In: Statistics and Probability
Fire Damage: A fire insurance company is interested in investigating the effect of the distance between the burning house and the nearest fire station (miles) on the amount of fire damage (thousands of dollars) in major residential fire. A random sample of 15 recent fires in a suburb is selected. The data set can be found in the excel file Fire with variables name Distance and Damage. Source: McClave, J. & Sincich, T. (2015). Statistics. (12th edition). M. A.: Pearson.
Part 1: Describe a scatterplot to learn the association between the distance between the burning house and the nearest fire station (miles) and the amount of fire damage (thousands of dollars) in major residential fire. (36 points total, 9 points each criterion)
Direction of association:
Form of association:
Strength of association:
Presence of outlier:
Note: Save R codes, outputs, and scatterplot on your machine for future reference
Part 2: Interpret regression parameters in context: (44 points total, 22 points each parameter)
Interpretation of y-intercept (b_0):
Interpretation of slope of regression line (b_1):
Note: Save R code and output on your machine for future reference
Part 3: Interpret the coefficient of determination (R^2) in context: (20 points)
Interpretation:
Note: Save R code and output on your machine for future reference
Distance Damage
1 3.4 26.2
2 1.8 17.8
3 4.6 31.3
4 2.3 23.1
5 3.1 27.5
6 5.5 36.0
7 0.7 14.1
8 3.0 22.3
9 2.6 19.6
10 4.3 31.3
11 2.1 24.0
12 1.1 17.3
13 6.1 43.2
14 4.8 36.4
15 3.8 26.1
Part 1:
Stored the given data into a dataframe fire
Scatterplot is generated as below.
plot(fire$Distance,fire$Damage, pch = 16, xlab = "Distance", ylab = "Damage")
From the scatterplot,
Direction of association: Positive
Form of association: Linear
Strength of association: Strong
Presence of outlier: There does not seems to be any outlier.
Part 2 -
The estimated regression model is generated as,
> m = lm(Damage ~ Distance, data =
fire)
> m
Call:
lm(formula = Damage ~ Distance, data = fire)
Coefficients:
(Intercept) Distance
10.278 4.919
Interpretation of y-intercept (b_0): 10.278
The amount of fire damage for a house with 0 miles from the fire station is 10.278 thousands of dollars.

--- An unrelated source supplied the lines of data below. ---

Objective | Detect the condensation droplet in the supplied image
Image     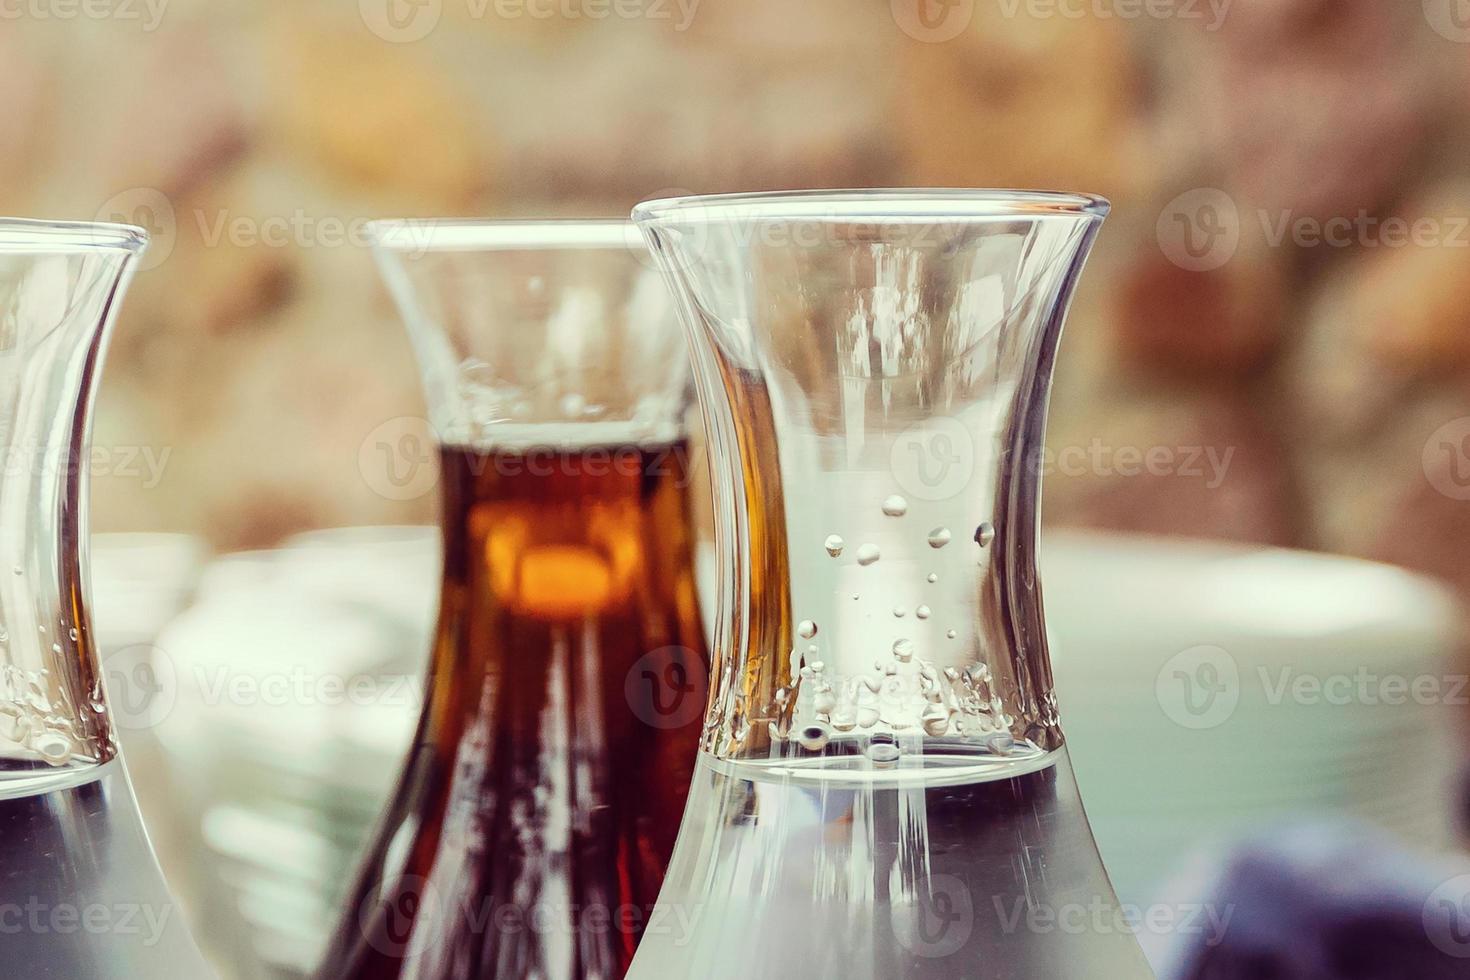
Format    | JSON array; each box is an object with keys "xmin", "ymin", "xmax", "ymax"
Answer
[
  {"xmin": 68, "ymin": 628, "xmax": 79, "ymax": 642},
  {"xmin": 851, "ymin": 593, "xmax": 860, "ymax": 601},
  {"xmin": 927, "ymin": 527, "xmax": 952, "ymax": 549},
  {"xmin": 892, "ymin": 607, "xmax": 906, "ymax": 619},
  {"xmin": 892, "ymin": 639, "xmax": 915, "ymax": 663},
  {"xmin": 916, "ymin": 605, "xmax": 932, "ymax": 620},
  {"xmin": 927, "ymin": 573, "xmax": 939, "ymax": 584},
  {"xmin": 797, "ymin": 620, "xmax": 818, "ymax": 639},
  {"xmin": 824, "ymin": 535, "xmax": 845, "ymax": 557},
  {"xmin": 975, "ymin": 521, "xmax": 996, "ymax": 548},
  {"xmin": 856, "ymin": 544, "xmax": 881, "ymax": 566},
  {"xmin": 946, "ymin": 629, "xmax": 958, "ymax": 639},
  {"xmin": 881, "ymin": 495, "xmax": 909, "ymax": 518}
]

Interpretation of slope of regression line (b_1):
With every increase in one mile from the fire station, the amount of fire damage will increase by 4.919 thousands of dollars.
Part 3:
Summary of the model is,
> summary(m)
Call:
lm(formula = Damage ~ Distance, data = fire)
Residuals:
Min 1Q Median 3Q Max
-3.4682 -1.4705 -0.1311 1.7915 3.3915
Coefficients:
Estimate Std. Error t value Pr(>|t|)
(Intercept) 10.2779 1.4203 7.237 6.59e-06 ***
Distance 4.9193 0.3927 12.525 1.25e-08 ***
---
Signif. codes: 0 ‘***’ 0.001 ‘**’ 0.01 ‘*’ 0.05 ‘.’ 0.1 ‘ ’ 1
Residual standard error: 2.316 on 13 degrees of freedom
Multiple R-squared: 0.9235, Adjusted
R-squared: 0.9176
F-statistic: 156.9 on 1 and 13 DF, p-value: 1.248e-08
Interpretation:
coefficient of determination (R^2) = 0.9235
92.35% of variation in amount of fire damage is explained by the model with distance from the fire station as the predictor variable.